Chief Nwodo further expressed his displeasure at the current state of the economy saying “it is very bad” and that the present administration has not implemented the right policies to set the economy on the path of exponential growth and completely wean Nigeria from its sole reliance on crude oil to fund its budget.

He said: “I don’t even think the new Economic Management Team has started work. If they have started obviously their recommendations have not been put in gear. Any other country in our situation would have set up an emergency team.

“Our main stay in terms of source of revenue is oil. Oil is a receding commodity because the world is diversifying its sources of power at a very fast rate. America has expanded oil production to a point where it has 100 percent reliance on its domestic production because of the advancement of shale technology. Canada too has copied shale technology and it will soon be increasing its export of crude on account of the new technology. Many European countries will copy it too.

“There will continue to be a glut in the international market. Apart from this, statistics shows that of all newly installed engines in the world in the past few years installation of electric powered engines, solar powered engines and renewable powered engines have overtaken fossil oil powered engines.

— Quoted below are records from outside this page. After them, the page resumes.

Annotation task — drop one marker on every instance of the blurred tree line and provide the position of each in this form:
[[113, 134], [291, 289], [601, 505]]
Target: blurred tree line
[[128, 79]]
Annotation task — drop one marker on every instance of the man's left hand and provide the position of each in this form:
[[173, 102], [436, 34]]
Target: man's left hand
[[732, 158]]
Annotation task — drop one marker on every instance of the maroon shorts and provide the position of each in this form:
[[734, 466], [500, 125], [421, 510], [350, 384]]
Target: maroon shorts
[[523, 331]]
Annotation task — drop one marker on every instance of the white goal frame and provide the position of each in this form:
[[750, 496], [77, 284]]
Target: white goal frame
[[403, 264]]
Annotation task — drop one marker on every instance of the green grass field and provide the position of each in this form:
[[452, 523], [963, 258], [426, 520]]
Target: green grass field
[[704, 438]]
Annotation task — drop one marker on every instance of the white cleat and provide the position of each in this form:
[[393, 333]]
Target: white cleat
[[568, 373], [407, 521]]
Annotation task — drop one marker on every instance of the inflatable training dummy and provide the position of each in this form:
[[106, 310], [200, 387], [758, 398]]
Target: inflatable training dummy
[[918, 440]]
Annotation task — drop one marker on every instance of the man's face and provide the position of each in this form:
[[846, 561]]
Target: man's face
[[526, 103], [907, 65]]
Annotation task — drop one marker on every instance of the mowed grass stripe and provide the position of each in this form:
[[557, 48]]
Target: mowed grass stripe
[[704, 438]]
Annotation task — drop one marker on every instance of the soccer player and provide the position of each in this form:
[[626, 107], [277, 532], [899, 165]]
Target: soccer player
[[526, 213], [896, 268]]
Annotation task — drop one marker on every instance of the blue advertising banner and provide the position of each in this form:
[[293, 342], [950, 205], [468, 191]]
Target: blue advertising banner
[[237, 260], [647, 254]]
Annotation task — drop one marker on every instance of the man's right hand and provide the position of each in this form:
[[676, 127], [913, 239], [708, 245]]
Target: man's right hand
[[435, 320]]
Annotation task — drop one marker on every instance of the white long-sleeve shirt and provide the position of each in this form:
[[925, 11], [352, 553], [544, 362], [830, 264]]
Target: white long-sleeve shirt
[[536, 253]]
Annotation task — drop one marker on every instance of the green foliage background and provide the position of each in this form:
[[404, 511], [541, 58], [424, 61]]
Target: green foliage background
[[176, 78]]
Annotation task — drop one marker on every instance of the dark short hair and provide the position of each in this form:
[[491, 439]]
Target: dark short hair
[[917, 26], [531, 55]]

“More specifically in Europe, America and china, the demand for electric cars has outstripped the demand for fossil oil cars. Now, the expansion of drone technology dependent on solar and electric energy has invaded the agricultural sector and defence sector in such a gargantuan manner that Benjamin Netanyahu tells us that by use of drone technology they can determine the chemical component of a plant and cure the chemical deficiency without boots on the ground.

“We also know that in military technology it is possible for America to go to war today without a boot on the field and using drone technology…

“The general effect of these exponential growth in the non-oil sources and almost static growth of non-oil sources in our country means soon we will be out of the market and out of reckoning.

“Right now state governments can hardly sustain their capital and recurrent budget without occasional bailouts from the almighty federal government. The federal ministries and departments are so analog, so uncoordinated that they have no formula or response to this impending doom.

“The curriculums in our schools are patronizing an analog economy rather than a digital economy.

“What about our food production? You should not therefore wonder that we are the 6th largest producers of crude oil in the world and we are the greatest importers of processed crude oil products in the world. It is no wonder that we are the greatest producer of cassava yet we cannot export ethanol and starch. We are the biggest producers of tomatoes in Africa yet we are the largest importer of tomato puree.

“Something is fundamentally wrong in our thinking and leadership.”